2. Promotion of Strategic Objectives
Reports have been sought to ensure adherence to and satisfaction of the strategic objectives of the organization, aiding effective management. The UK’s Hampel Report stressed the importance of good governance in contributing to a business’s development.

3. Control over Companies
CG can be seen as a creating a framework for the control of multinational companies whose interests may not coincide with national interests. CG provides a framework for enforcing companies with laws on this sort of company.

4. Enhancing Risk Management
CG guidelines have promoted risk management principles, especially financial, legal and reputation risks. They have required compliance with accepted good practice in the jurisdiction in question and appropriate systems of control to be in place.

5. Involvement of Shareholders
As well as protecting shareholders, governance recommendations are designed to enhance shareholder involvement, particularly institutional shareholder involvement, in companies. This is achieved by giving them more detail about company activities, and improving proceedings at annual general meetings by recommending votes on remuneration policy and the report and accounts.

6. Protection of Shareholders and Stakeholders
Governance reports aim to protect shareholders in the same way that investors are protected who buy any other financial investment product, such as insurance or a pension. Governance reports are also concerned with fulfilling responsibilities to all stakeholders. This includes minimizing potential conflicts of interest between the owners, managers and wider stakeholder community, and treating each category fairly.
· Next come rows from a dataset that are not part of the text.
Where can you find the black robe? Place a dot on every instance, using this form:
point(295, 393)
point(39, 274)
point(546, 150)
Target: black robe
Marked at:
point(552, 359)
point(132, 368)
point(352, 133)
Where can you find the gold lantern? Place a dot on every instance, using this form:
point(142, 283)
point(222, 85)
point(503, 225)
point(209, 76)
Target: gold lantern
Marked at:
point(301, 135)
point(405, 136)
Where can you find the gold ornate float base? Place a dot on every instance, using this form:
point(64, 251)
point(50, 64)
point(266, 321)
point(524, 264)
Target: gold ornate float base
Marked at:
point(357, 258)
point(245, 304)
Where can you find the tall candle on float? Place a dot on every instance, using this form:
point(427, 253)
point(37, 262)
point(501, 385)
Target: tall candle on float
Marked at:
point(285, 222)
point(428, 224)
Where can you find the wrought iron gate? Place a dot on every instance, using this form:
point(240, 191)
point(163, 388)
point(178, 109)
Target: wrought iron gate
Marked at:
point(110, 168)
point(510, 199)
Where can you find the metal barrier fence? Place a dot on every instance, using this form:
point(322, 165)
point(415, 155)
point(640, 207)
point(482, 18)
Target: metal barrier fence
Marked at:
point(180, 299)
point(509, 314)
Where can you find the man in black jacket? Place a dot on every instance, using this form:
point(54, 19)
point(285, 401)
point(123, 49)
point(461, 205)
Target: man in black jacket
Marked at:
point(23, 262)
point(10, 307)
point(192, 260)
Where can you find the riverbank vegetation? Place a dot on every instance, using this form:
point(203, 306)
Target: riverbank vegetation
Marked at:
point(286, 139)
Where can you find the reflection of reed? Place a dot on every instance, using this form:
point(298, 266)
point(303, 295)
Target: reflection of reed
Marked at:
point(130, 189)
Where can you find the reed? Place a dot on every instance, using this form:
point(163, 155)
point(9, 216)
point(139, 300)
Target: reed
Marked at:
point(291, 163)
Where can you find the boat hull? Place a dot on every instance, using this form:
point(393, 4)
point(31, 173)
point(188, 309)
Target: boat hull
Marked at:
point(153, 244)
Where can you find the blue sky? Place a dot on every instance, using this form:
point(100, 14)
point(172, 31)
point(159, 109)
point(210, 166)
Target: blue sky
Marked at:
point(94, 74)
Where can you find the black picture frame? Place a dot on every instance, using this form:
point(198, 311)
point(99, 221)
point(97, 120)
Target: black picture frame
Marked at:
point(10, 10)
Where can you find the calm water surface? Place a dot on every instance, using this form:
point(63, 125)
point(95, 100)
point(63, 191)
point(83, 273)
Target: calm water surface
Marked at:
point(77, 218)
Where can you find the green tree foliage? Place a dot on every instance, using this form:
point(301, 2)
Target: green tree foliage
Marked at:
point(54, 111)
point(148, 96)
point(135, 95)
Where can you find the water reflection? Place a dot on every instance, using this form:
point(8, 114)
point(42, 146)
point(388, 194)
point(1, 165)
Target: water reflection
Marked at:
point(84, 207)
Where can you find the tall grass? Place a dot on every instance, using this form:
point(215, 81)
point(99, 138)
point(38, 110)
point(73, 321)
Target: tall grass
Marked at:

7. Establishment of accountability
Governance reports are designed to address the problem of the over-mighty managing director by emphasizing the role of the whole board in major decisions, and the need for a clear division of responsibilities at the head of companies so that one person does not enjoy unfettered power.

8. Maintenance of Effective Scrutiny
Governance provisions have stressed the importance of the board exercising oversight over the company’s activities by regular meetings and regular review of key areas, for example the adequacy of control systems. Governance provisions have also aimed to ensure the independence of those with primary responsibility for scrutinizing company activities. This include prescribing what constitutes, or what might jeopardize the independence of non-executive directors, it also means enhancing their position by prescribing that a certain number of directors be non-executive, and giving the internal and external auditors the right to communicate with an audit committee staffed by non-executive directors.

9. Provision of Accurate and Timely Information
Governance reports are designed to complement developments in financial reporting guidance by emphasizing the need for accounts to present a true and balanced picture of what is happening in the organization. They also emphasize the importance of timely information as an aid enabling directors to supervise company activities better.